Abstract
Employee attrition is a critical issue for the business sectors as leaving employees cause various types of difficulties for the company. Some studies exist on examining the reasons for this phenomenon and predicting it with Machine Learning algorithms. In this paper, the causes for employee attrition is explored in three datasets, one of them being our own novel dataset and others obtained from Kaggle. Employee attrition was predicted with multiple Machine Learning and Deep Learning algorithms with feature selection and hyperparameter optimization and their performances are evaluated with multiple metrics. Deep Learning methods showed superior performances in all of the datasets we explored. SMOTE Tomek Links were utilized to oversample minority classes and effectively tackle the problem of class imbalance. Best performing methods were Deep Random Forest on HR Dataset from Kaggle and Neural Network for IBM and Adesso datasets with F1 scores of 0.972, 0.642 and 0.853, respectively.

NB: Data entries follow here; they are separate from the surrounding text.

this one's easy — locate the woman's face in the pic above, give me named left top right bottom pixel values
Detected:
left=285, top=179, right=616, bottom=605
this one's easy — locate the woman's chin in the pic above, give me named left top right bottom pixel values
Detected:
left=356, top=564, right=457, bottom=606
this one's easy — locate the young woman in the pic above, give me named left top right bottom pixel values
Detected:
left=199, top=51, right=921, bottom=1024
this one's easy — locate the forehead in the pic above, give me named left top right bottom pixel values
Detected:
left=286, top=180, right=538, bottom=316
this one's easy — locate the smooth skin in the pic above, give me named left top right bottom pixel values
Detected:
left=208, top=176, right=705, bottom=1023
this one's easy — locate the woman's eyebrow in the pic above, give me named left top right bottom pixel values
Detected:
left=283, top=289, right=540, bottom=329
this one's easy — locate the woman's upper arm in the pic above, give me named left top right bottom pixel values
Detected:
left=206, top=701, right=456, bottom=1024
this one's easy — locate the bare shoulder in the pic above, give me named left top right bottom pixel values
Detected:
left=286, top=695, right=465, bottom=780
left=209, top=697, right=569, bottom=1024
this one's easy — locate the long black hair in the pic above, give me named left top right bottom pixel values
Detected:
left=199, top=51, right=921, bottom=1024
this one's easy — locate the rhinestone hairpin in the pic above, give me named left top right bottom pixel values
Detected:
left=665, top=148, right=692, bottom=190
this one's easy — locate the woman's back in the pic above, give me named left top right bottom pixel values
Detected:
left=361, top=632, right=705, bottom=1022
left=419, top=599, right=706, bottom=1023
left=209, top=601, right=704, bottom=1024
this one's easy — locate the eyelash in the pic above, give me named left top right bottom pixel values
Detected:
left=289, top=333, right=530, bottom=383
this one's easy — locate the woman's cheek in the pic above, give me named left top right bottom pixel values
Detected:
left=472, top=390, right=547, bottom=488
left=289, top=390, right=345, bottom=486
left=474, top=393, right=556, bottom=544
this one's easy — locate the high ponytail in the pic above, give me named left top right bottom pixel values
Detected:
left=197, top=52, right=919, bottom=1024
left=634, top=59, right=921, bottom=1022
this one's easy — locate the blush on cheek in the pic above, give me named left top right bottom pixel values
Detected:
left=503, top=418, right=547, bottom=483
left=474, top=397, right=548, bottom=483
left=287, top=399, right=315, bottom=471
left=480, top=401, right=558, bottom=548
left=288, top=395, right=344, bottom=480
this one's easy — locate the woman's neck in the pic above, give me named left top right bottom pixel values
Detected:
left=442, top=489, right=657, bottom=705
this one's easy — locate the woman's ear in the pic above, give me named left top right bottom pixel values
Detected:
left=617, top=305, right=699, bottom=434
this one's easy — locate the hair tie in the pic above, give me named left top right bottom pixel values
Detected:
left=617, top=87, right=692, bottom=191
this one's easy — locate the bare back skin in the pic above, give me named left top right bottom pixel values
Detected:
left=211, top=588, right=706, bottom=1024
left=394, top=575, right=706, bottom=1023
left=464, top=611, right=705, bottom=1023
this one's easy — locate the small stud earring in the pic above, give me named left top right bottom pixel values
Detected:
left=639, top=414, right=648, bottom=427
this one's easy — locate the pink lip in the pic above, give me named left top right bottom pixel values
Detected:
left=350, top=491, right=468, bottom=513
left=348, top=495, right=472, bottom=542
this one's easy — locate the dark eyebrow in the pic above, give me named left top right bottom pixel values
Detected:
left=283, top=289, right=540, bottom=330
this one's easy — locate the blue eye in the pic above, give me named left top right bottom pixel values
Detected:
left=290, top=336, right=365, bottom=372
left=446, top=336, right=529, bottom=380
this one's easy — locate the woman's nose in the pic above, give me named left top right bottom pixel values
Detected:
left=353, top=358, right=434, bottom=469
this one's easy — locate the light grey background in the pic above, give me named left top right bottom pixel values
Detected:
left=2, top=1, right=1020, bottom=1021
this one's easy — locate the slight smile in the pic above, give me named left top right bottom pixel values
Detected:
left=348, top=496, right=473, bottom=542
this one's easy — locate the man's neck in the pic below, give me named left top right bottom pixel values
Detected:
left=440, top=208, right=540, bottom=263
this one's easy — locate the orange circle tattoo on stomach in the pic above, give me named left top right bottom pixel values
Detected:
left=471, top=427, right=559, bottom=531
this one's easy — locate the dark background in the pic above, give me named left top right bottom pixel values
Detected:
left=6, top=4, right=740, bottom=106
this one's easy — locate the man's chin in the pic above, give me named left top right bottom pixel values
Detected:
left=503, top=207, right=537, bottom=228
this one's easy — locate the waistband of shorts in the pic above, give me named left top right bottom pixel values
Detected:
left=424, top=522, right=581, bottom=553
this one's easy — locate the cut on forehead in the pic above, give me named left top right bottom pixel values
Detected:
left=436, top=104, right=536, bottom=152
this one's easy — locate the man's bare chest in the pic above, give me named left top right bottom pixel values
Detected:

Access provided by Autonomous University of Puebla. Download conference paper PDF
Similar content being viewed by others
Keywords
1 Introduction
Employees unexpectedly leaving their company is a crucial problem in many business sectors today. There may be various reasons affecting people’s decision to leave their company such as working overtime for long periods of time, finding another job that pays higher wage, etc. This poses a major problem for companies because employees leaving can cause projects to be interrupted or slowed down, therefore harming the company. Even if companies can quickly replace the workers, adaptation time for new employees will potentially decrease the overall work efficiency. Recently, companies have started to use statistical methods to prevent employee attrition. They also use predictive machine learning models to determine which employees might leave.
In this paper, we worked on three different datasets to analyze the reasons of employee attrition. These datasets are IBM Human Resources (HR) Dataset, another anonymous HR dataset from Kaggle and finally our own dataset collected in Adesso Turkey HR department. Data is obtained in an anonymized way not to violate employee privacy. We also built a predictive model with machine learning (ML) methods. Evaluated ML methods are Support Vector Machines (SVM), Linear Discriminant Analysis (LDA), Logistic Regression (LR), Random Forest (RF), K Nearest Neighbours (KNN), Naive Bayes (NB), AdaBoost (AB), XG Boost (XGB), Deep Random Forest [1] (DRF) and Artificial Neural Networks (ANN). In addition, feature importance scores were calculated with permutation importances using a random forest classifier. Features with negative or near zero scores were dropped for training. Hyperparameter optimization with Bayesian Search and cross validation was done to optimize classification performance.
It is important to note that the Kaggle and IBM HR datasets were very imbalanced. Attrition data in general is very likely to be imbalanced as people that left the company will increase over time or in the case of a fast growing company, active workers may increase rapidly thus, resulting in large number of negative attrition values. In order to handle imbalance SMOTE and Tomek Links were utilized [2, 3]. Novel contributions that we provide are as follows:
-
A novel dataset is obtained at Adesso company and employee attrition analysis and prediction are conducted on this dataset.
-
Three different datasets are used for employee attrition analysis and Deep Learning methods showed the best performance for all of them. Therefore, deep learning approach can be utilized by other companies to effectively deal with problem of employee attrition prediction.
-
Comparative performance results showed that Neural Network method performed better compared to existing studies conducted based on IBM dataset.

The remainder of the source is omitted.